Ed Department by the Numbers
In an emailed statement, a spokesperson for the Thomas B. Fordham Institute, a right-leaning education policy think tank run by former DoED employee Michael Petrilli, concurred with Jennings that most of the education secretary’s power comes from agenda setting—most of which would likely revolve around school choice under DeVos.
“But the Department, at the end of the day, is largely responsible for the successful administration of large-scale grant programs,” read the statement. “Much of the actual power—and responsibility, particularly under ESSA—is left up to the states.”
The education secretary oversees a department staff of over 4,000 employees, the fewest of any cabinet level appointee, and tens-of billions in aid and federal grants to support primary, secondary, and post-secondary education systems. The DoED also has a healthy budget for research.
Notably, Head Start, the federal government’s largest pre-K program, is not run by the DoED, but is overseen by Health and Human Services instead.
The biggest K-12 programs include (in 2015 appropriations) over $14 billion in ESEA Title I grants that are targeted to students who come from low-income families. And over $12.5 billion in IDEA grants aimed at supplementing the cost of providing personalized disability services to all students who need them.
For higher education, the department oversees the disbursement of $28 billion in Pell Grants, which serve as the basis of financial aid packages for disadvantaged students pursuing higher education.
The DoED also oversees a massive student-loan program, which has over $1 trillion outstanding on the books. Under Obama administration reforms, the DoED is the lender, rather than any intermediate private bank or financial institution.
Some on the left, including Massachusetts Sen. Elizabeth Warren questioned DeVos’s fitness to run such a large loan program, given her lack of experience in finance. Neither of Obama’s education secretaries had major financial experience prior to assuming their roles either.
From a policy perspective, the education secretary oversees the office for civil rights, which is tasked with forbidding discrimination in institutions that take federal money—in other words, the vast majority of American K-12 and higher education schools.
Deciding how aggressively to protect civil rights protections, therefore, is one area where a Sec. DeVos and the Trump administration would have considerable unilateral influence, if confirmed.

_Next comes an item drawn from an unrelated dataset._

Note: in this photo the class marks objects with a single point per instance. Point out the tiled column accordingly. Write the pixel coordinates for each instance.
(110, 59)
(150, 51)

Historically, the nomination and confirmation of an education secretary is typically a low-key and routine affair. Not so under the new Trump administration.
Since the creation of the Department of Education under President Carter, the most closely contested confirmation vote was in 2016 during the elevation of Sec. John King Jr., Obama’s second Education Secretary.
A Republican Senate that was by then openly critical of the outgoing administration, in an election year, smoothly confirmed King by a vote of 49-40.
As the landscape in the Senate stands now, DeVos, has yet to receive a single endorsement from across the aisle in the Senate.
If confirmed, DeVos’s legacy will be determined in large part by what she accomplishes from a position whose authority has been severely curtailed.
The long and controversial tenure of Sec. Arne Duncan, who served for many years in the Obama administration and oversaw huge amounts of federal stimulus funds, “was the time when the U.S. Secretary of Education had the most power and money” since the department was established, said Jennings.
Duncan eventually “reaped what he sewed,” he said, which included a major grassroots backlash against federal involvement in education.
Unless Trump and his eventual education secretary can pass legislation to alter the status quo, it appears unlikely that systematic educational reform, including a mandate to expand choice for public school parents, will originate directly from Washington.